Die Zeiten haben sich aber geändert. Ein guter Teil der Wähler ist inzwischen zu jung, um eine emotionale Erinnerung an die DDR zu haben und mit Oskar Lafontaine hat ein Politiker aus dem Westen die Partei auch hier “hoffähiger” gemacht – aber eben auch nur ein bißchen.
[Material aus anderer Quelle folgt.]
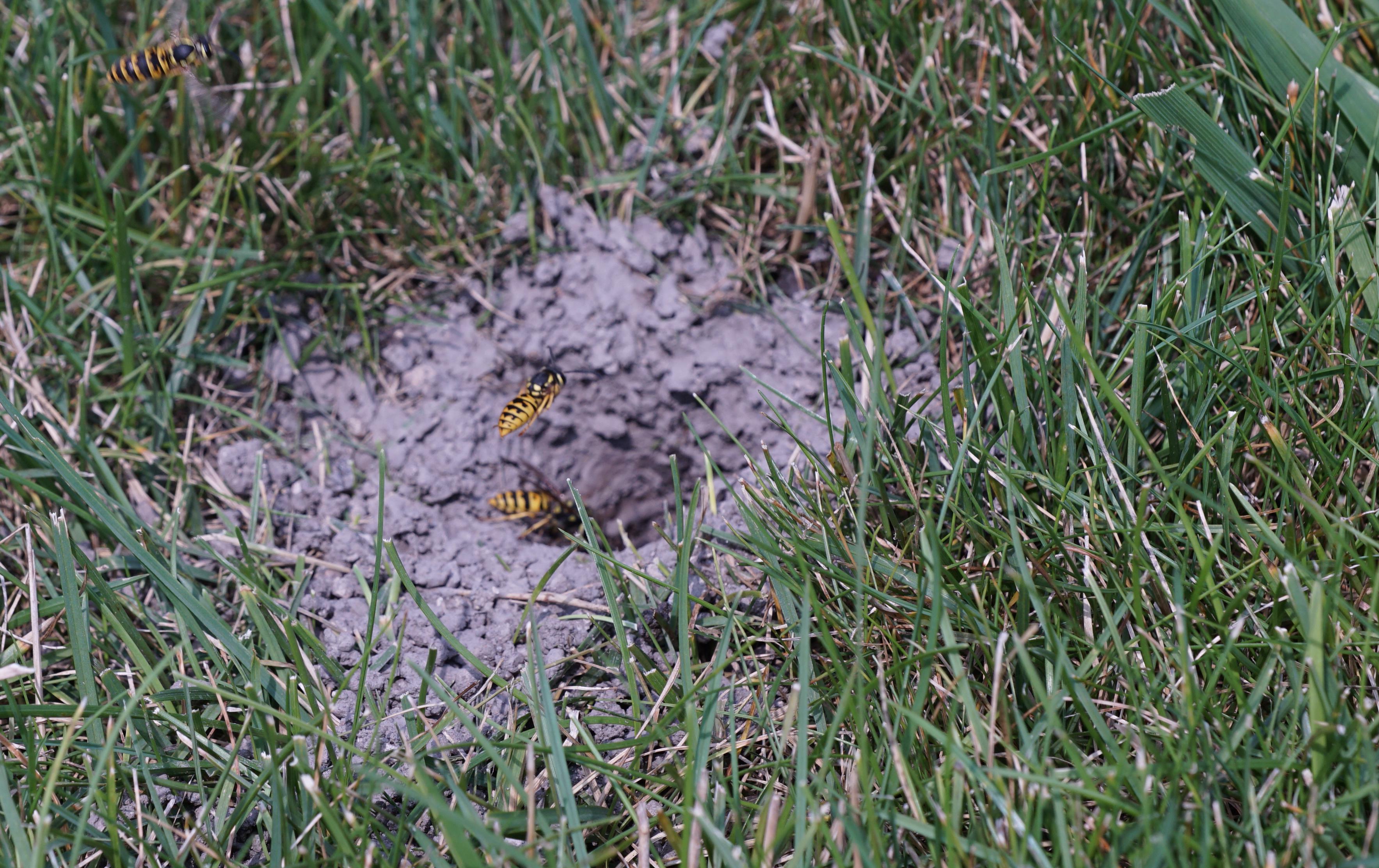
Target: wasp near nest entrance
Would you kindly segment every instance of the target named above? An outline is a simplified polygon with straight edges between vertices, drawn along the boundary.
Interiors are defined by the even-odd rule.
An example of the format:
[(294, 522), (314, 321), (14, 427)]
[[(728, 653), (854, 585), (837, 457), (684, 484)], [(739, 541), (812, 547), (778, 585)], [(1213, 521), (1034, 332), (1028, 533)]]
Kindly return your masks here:
[[(549, 351), (547, 351), (549, 352)], [(506, 437), (516, 432), (523, 432), (536, 421), (536, 417), (550, 408), (550, 404), (565, 388), (565, 373), (596, 374), (597, 371), (561, 371), (556, 367), (556, 356), (550, 353), (550, 363), (536, 371), (531, 379), (523, 384), (517, 397), (507, 402), (498, 414), (498, 436)]]
[(514, 431), (523, 431), (536, 421), (536, 417), (550, 408), (552, 402), (565, 385), (565, 375), (553, 367), (543, 367), (528, 379), (517, 397), (498, 414), (498, 436), (506, 437)]
[(523, 476), (535, 487), (499, 491), (488, 498), (488, 505), (503, 513), (498, 520), (536, 519), (519, 538), (542, 529), (558, 530), (576, 520), (575, 509), (556, 494), (556, 486), (541, 471), (525, 461), (521, 468)]

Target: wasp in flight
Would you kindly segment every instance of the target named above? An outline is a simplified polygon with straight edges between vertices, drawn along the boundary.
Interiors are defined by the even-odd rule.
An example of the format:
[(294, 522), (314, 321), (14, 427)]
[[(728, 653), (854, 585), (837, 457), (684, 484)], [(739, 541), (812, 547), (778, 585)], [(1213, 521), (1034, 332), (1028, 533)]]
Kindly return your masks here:
[(597, 371), (561, 371), (554, 364), (554, 353), (550, 363), (536, 371), (531, 379), (523, 384), (517, 397), (507, 402), (498, 414), (498, 436), (506, 437), (514, 431), (523, 431), (536, 421), (536, 417), (550, 408), (552, 402), (565, 386), (565, 374), (594, 374)]
[(157, 81), (200, 66), (210, 61), (214, 54), (211, 40), (205, 36), (193, 36), (188, 41), (170, 39), (159, 46), (120, 58), (110, 66), (110, 72), (105, 77), (116, 84)]
[(565, 375), (553, 367), (543, 367), (528, 379), (517, 397), (498, 414), (498, 436), (506, 437), (536, 421), (536, 417), (550, 408), (552, 402), (565, 385)]
[(546, 529), (558, 529), (575, 517), (575, 511), (554, 493), (554, 486), (536, 468), (521, 462), (525, 476), (531, 477), (532, 489), (499, 491), (488, 498), (488, 505), (503, 513), (499, 520), (536, 519), (520, 537)]
[[(192, 72), (215, 57), (211, 37), (190, 36), (183, 32), (186, 0), (172, 0), (167, 8), (165, 19), (167, 29), (164, 32), (175, 36), (127, 54), (110, 63), (109, 72), (105, 73), (106, 80), (112, 84), (138, 84), (182, 76), (186, 95), (197, 103), (207, 119), (219, 120), (226, 115), (229, 103), (212, 94), (211, 88)], [(214, 29), (215, 25), (211, 26)]]

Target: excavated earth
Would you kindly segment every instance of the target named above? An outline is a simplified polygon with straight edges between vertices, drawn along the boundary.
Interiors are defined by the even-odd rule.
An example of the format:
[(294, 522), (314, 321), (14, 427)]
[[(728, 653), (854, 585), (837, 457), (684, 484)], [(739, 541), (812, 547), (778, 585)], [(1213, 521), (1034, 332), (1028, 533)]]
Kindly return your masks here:
[[(656, 526), (666, 526), (672, 455), (690, 491), (705, 476), (707, 450), (723, 471), (714, 477), (718, 515), (710, 519), (729, 526), (736, 513), (727, 486), (747, 466), (739, 443), (756, 457), (768, 448), (778, 465), (803, 464), (764, 396), (801, 439), (826, 444), (822, 425), (764, 388), (822, 410), (818, 305), (781, 297), (765, 310), (736, 309), (732, 259), (702, 228), (667, 228), (647, 217), (600, 224), (585, 204), (549, 189), (541, 204), (543, 219), (519, 213), (505, 233), (521, 241), (530, 222), (549, 218), (553, 237), (543, 239), (547, 253), (535, 266), (510, 266), (487, 290), (470, 286), (434, 316), (393, 317), (372, 375), (314, 356), (291, 364), (312, 335), (305, 323), (290, 323), (265, 362), (283, 386), (269, 420), (290, 444), (287, 454), (247, 440), (217, 457), (225, 486), (245, 495), (263, 453), (276, 545), (332, 564), (316, 567), (302, 607), (314, 613), (342, 667), (359, 661), (367, 632), (357, 574), (374, 570), (379, 448), (385, 537), (445, 627), (506, 678), (527, 660), (525, 644), (514, 643), (525, 599), (563, 551), (541, 533), (523, 537), (524, 522), (494, 520), (487, 500), (524, 487), (521, 462), (567, 498), (568, 480), (608, 538), (634, 546), (619, 556), (655, 570), (658, 560), (670, 563)], [(825, 341), (834, 351), (843, 328), (841, 315), (826, 319)], [(934, 359), (909, 328), (895, 330), (888, 349), (906, 391), (936, 388)], [(563, 370), (592, 373), (570, 374), (525, 435), (499, 439), (499, 408), (552, 356)], [(594, 604), (536, 606), (542, 649), (557, 661), (575, 653), (589, 613), (603, 602), (593, 560), (570, 556), (545, 592)], [(407, 664), (423, 665), (429, 649), (440, 653), (441, 680), (463, 690), (480, 679), (405, 593), (394, 624), (405, 624), (394, 696), (415, 691), (419, 679)], [(390, 668), (371, 673), (371, 690), (383, 689)], [(350, 690), (339, 690), (336, 713), (345, 716), (353, 702)], [(490, 712), (506, 716), (502, 708)], [(621, 734), (621, 727), (594, 729), (600, 738)]]

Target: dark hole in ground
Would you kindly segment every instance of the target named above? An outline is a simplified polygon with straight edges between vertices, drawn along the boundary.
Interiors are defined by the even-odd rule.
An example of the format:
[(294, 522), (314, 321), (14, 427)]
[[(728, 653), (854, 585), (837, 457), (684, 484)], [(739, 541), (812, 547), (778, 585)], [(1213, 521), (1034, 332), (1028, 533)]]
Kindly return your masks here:
[[(270, 457), (266, 482), (274, 509), (308, 516), (280, 524), (279, 544), (339, 564), (316, 573), (303, 604), (323, 618), (323, 642), (342, 662), (357, 660), (352, 633), (363, 632), (368, 611), (349, 569), (372, 571), (378, 462), (370, 444), (386, 455), (383, 527), (408, 575), (447, 629), (505, 676), (525, 658), (513, 644), (520, 600), (561, 551), (536, 534), (520, 538), (521, 522), (490, 520), (487, 500), (523, 483), (512, 462), (530, 462), (565, 497), (571, 480), (611, 541), (626, 533), (651, 559), (669, 551), (652, 524), (672, 498), (670, 455), (687, 497), (705, 473), (691, 428), (723, 471), (716, 479), (723, 508), (731, 506), (727, 486), (746, 468), (734, 437), (757, 455), (768, 444), (781, 466), (792, 462), (794, 442), (767, 418), (763, 386), (742, 368), (815, 407), (818, 310), (794, 299), (757, 315), (712, 304), (738, 287), (734, 264), (702, 229), (674, 233), (651, 218), (604, 226), (587, 207), (549, 190), (543, 208), (560, 253), (506, 269), (484, 305), (474, 301), (485, 293), (476, 282), (432, 319), (399, 312), (379, 335), (379, 375), (364, 378), (319, 357), (294, 371), (287, 353), (296, 357), (310, 341), (302, 322), (285, 326), (287, 352), (269, 355), (266, 373), (295, 399), (274, 404), (270, 421), (296, 448), (296, 464)], [(706, 306), (717, 315), (705, 315)], [(480, 326), (490, 308), (501, 313)], [(830, 317), (830, 345), (843, 327), (841, 316)], [(528, 433), (499, 439), (499, 408), (550, 352), (561, 367), (598, 374), (572, 375)], [(776, 396), (772, 403), (807, 442), (825, 442), (807, 414)], [(218, 466), (232, 490), (248, 491), (255, 450), (254, 443), (222, 450)], [(582, 553), (546, 591), (587, 600), (603, 593)], [(408, 606), (404, 598), (401, 653), (425, 660), (439, 642)], [(536, 613), (552, 658), (587, 632), (587, 622), (558, 617), (572, 613), (554, 604)], [(476, 676), (458, 658), (441, 664), (451, 683)]]

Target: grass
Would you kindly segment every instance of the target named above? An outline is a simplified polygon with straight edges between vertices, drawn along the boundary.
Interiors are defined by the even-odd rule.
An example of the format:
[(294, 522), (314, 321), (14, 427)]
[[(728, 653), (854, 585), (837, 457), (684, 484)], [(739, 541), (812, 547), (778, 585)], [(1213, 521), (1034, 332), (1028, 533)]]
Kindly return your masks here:
[[(157, 11), (3, 11), (0, 861), (1379, 864), (1368, 0), (193, 3), (204, 135), (101, 80)], [(331, 720), (312, 567), (204, 455), (261, 432), (284, 305), (370, 367), (390, 305), (539, 253), (499, 228), (541, 184), (848, 316), (832, 451), (753, 455), (738, 538), (677, 490), (654, 599), (601, 553), (579, 678), (626, 718), (532, 636)], [(705, 555), (756, 596), (691, 598)]]

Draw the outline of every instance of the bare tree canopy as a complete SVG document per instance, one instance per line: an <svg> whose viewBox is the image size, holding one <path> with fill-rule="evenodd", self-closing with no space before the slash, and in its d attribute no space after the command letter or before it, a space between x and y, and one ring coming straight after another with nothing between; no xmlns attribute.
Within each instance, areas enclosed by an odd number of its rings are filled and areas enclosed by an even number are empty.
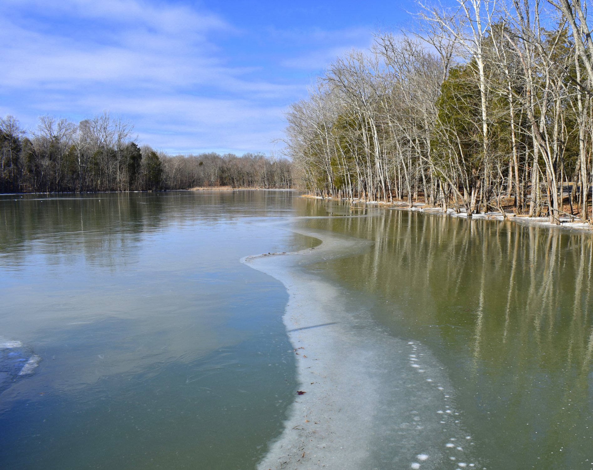
<svg viewBox="0 0 593 470"><path fill-rule="evenodd" d="M289 188L291 163L263 154L168 155L139 147L133 126L108 113L81 121L42 116L25 132L0 119L0 192Z"/></svg>
<svg viewBox="0 0 593 470"><path fill-rule="evenodd" d="M418 7L412 30L336 59L291 106L284 140L299 183L350 200L591 221L586 5Z"/></svg>

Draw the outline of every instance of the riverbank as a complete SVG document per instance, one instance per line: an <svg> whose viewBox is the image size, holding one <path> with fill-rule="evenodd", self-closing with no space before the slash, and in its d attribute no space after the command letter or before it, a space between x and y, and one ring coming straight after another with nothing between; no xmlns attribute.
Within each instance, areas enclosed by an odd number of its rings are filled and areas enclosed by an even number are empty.
<svg viewBox="0 0 593 470"><path fill-rule="evenodd" d="M302 198L307 199L321 199L322 201L342 201L335 198L323 198L321 196L313 196L309 194L302 195ZM364 201L360 199L354 199L351 202L351 208L354 209L385 208L407 211L409 212L419 212L424 214L435 214L452 217L461 218L470 218L472 220L486 219L488 220L499 220L500 221L509 221L521 225L535 226L549 228L565 228L572 230L593 231L593 225L578 219L576 216L562 215L560 218L560 225L553 224L550 221L549 217L530 217L527 215L518 215L514 212L505 212L505 216L499 211L492 211L482 214L473 214L471 217L468 217L465 212L457 212L454 209L448 208L444 211L441 208L428 206L423 202L415 202L410 207L407 202L403 201L394 201L393 202L382 202L379 201Z"/></svg>

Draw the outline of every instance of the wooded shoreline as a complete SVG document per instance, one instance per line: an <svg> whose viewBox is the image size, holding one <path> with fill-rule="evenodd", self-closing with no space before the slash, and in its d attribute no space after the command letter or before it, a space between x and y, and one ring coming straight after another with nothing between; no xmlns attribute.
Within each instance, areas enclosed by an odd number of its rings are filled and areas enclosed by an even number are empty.
<svg viewBox="0 0 593 470"><path fill-rule="evenodd" d="M347 201L347 199L330 196L315 196L311 194L303 194L301 198L307 199ZM498 211L492 211L485 213L479 213L468 215L467 211L457 212L454 209L448 208L443 210L442 208L435 206L429 206L423 202L416 202L412 207L408 203L403 201L394 201L391 202L382 201L365 201L355 199L349 201L352 209L391 209L409 212L419 212L423 214L431 214L438 215L458 217L470 220L498 220L500 221L508 221L519 225L535 226L548 228L565 228L573 230L593 231L593 224L584 222L574 217L568 215L562 216L559 219L559 223L550 222L548 217L529 217L527 214L517 214L514 212L505 212L504 215Z"/></svg>
<svg viewBox="0 0 593 470"><path fill-rule="evenodd" d="M581 2L417 5L407 30L329 64L287 114L295 174L318 196L559 224L591 215L591 17ZM554 188L568 186L570 209Z"/></svg>

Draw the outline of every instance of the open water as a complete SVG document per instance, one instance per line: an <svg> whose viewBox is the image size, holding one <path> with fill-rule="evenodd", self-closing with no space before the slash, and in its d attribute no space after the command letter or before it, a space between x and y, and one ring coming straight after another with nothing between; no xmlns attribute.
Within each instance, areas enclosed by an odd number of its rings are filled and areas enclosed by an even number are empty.
<svg viewBox="0 0 593 470"><path fill-rule="evenodd" d="M294 266L381 351L365 468L593 468L593 236L286 191L0 196L0 468L255 468L301 384L240 260L315 233L365 247Z"/></svg>

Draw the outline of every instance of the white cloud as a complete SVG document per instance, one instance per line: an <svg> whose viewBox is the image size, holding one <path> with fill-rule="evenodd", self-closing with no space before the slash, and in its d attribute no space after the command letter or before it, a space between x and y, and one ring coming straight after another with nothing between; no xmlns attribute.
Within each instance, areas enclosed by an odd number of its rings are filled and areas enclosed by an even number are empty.
<svg viewBox="0 0 593 470"><path fill-rule="evenodd" d="M284 107L306 84L234 63L218 40L244 33L186 5L5 0L0 112L32 127L47 113L74 119L107 110L133 122L143 143L168 151L269 151L282 135ZM267 34L310 50L277 67L312 72L370 38L361 28Z"/></svg>

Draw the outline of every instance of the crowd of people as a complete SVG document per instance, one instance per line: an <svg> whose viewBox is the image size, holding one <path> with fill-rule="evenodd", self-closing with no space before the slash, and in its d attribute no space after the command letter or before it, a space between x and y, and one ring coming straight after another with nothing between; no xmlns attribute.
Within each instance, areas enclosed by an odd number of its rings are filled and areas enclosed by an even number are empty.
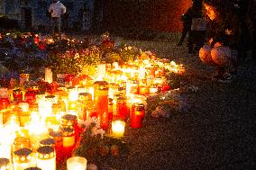
<svg viewBox="0 0 256 170"><path fill-rule="evenodd" d="M215 68L212 79L230 83L236 79L237 67L255 58L255 0L192 0L181 16L187 33L188 53L198 52L204 64Z"/></svg>

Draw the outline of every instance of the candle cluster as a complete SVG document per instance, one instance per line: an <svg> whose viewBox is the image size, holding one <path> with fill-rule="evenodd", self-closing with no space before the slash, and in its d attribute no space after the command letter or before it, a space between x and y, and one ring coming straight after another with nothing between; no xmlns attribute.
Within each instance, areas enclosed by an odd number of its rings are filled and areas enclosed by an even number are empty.
<svg viewBox="0 0 256 170"><path fill-rule="evenodd" d="M79 122L93 117L116 138L124 136L126 126L142 128L146 96L171 88L168 74L185 72L182 65L152 57L122 66L101 62L96 70L92 77L69 77L69 83L50 93L0 89L0 169L55 170L56 162L71 157L83 131ZM52 83L50 68L45 69L45 80ZM21 75L21 85L28 81L29 75ZM72 168L68 165L68 169Z"/></svg>

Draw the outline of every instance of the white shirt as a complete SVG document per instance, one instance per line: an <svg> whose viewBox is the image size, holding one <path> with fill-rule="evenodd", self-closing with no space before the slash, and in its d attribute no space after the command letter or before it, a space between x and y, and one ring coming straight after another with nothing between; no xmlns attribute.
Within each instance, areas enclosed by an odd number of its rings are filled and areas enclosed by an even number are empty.
<svg viewBox="0 0 256 170"><path fill-rule="evenodd" d="M51 13L51 17L60 17L61 14L66 13L66 7L58 1L57 3L52 3L48 11Z"/></svg>

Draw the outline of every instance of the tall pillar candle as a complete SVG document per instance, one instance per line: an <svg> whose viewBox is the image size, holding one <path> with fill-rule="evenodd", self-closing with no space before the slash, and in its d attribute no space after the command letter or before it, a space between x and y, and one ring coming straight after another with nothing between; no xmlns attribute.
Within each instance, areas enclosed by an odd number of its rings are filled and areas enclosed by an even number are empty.
<svg viewBox="0 0 256 170"><path fill-rule="evenodd" d="M44 78L45 78L45 82L47 83L52 83L52 72L51 69L47 67L44 69Z"/></svg>
<svg viewBox="0 0 256 170"><path fill-rule="evenodd" d="M40 147L37 149L37 166L41 170L56 170L56 155L50 146Z"/></svg>
<svg viewBox="0 0 256 170"><path fill-rule="evenodd" d="M101 128L106 129L108 126L108 83L96 81L94 83L94 102L97 108L100 125Z"/></svg>
<svg viewBox="0 0 256 170"><path fill-rule="evenodd" d="M0 157L0 169L12 170L13 168L10 159Z"/></svg>
<svg viewBox="0 0 256 170"><path fill-rule="evenodd" d="M67 160L67 170L87 170L87 160L81 157L72 157Z"/></svg>

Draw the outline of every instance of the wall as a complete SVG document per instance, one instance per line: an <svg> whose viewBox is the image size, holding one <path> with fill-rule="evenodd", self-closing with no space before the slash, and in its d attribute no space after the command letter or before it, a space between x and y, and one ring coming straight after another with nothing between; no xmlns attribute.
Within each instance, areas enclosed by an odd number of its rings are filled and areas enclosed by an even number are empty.
<svg viewBox="0 0 256 170"><path fill-rule="evenodd" d="M190 5L191 0L105 0L104 26L181 31L180 15Z"/></svg>

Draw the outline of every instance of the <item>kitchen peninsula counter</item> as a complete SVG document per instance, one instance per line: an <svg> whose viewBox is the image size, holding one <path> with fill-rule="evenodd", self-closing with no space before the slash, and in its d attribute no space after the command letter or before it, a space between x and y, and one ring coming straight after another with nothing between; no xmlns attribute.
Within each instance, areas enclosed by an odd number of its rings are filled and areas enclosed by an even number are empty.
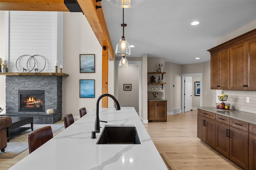
<svg viewBox="0 0 256 170"><path fill-rule="evenodd" d="M256 125L256 114L236 110L232 111L218 111L214 109L215 107L201 107L198 108L206 111Z"/></svg>
<svg viewBox="0 0 256 170"><path fill-rule="evenodd" d="M78 119L10 170L167 170L133 107L100 109L100 133L94 109ZM141 144L96 145L105 125L135 125Z"/></svg>

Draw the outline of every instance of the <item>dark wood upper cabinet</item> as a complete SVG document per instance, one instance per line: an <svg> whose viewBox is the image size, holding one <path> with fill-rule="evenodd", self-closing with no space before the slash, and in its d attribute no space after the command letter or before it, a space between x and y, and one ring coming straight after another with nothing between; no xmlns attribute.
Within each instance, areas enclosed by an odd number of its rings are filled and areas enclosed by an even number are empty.
<svg viewBox="0 0 256 170"><path fill-rule="evenodd" d="M211 89L256 90L256 29L208 51Z"/></svg>

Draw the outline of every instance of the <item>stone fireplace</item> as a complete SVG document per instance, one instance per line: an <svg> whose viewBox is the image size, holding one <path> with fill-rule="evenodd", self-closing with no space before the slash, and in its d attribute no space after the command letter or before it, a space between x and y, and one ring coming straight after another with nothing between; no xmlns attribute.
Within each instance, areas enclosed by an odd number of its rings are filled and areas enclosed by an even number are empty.
<svg viewBox="0 0 256 170"><path fill-rule="evenodd" d="M34 123L52 124L61 120L62 77L68 74L14 73L6 75L7 115L33 116ZM54 114L46 113L50 108Z"/></svg>

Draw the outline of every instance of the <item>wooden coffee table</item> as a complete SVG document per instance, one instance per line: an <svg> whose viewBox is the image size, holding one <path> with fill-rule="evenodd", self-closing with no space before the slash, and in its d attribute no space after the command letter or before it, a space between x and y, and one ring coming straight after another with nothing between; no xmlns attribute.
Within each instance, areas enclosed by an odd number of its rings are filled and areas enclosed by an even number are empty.
<svg viewBox="0 0 256 170"><path fill-rule="evenodd" d="M6 133L7 142L9 142L11 135L17 134L20 132L31 129L33 131L33 117L22 116L10 116L12 120L12 125L7 128ZM21 126L30 123L30 127L21 127Z"/></svg>

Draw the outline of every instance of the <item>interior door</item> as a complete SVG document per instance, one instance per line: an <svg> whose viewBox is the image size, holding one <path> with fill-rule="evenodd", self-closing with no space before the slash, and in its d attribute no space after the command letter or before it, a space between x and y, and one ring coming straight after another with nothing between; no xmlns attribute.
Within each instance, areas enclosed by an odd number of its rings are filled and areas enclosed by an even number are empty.
<svg viewBox="0 0 256 170"><path fill-rule="evenodd" d="M192 108L191 105L191 87L192 78L185 77L184 82L184 112L190 111Z"/></svg>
Das Ergebnis der Landtagswahl in Hessen 2007 konnte insofern nicht überraschen. Und das mit genau diesem Ergebnis die Debatte über den Umgang mit der Linkspartei beginnen würde, war ebenso absehbar. Einstweilen ist die Partei im Westen nicht das, was sie in Sachsen-Anhalt, Berlin und Mecklenburg-Vorpommern war und ist, als sie dort politische Verwantwortung übernahm.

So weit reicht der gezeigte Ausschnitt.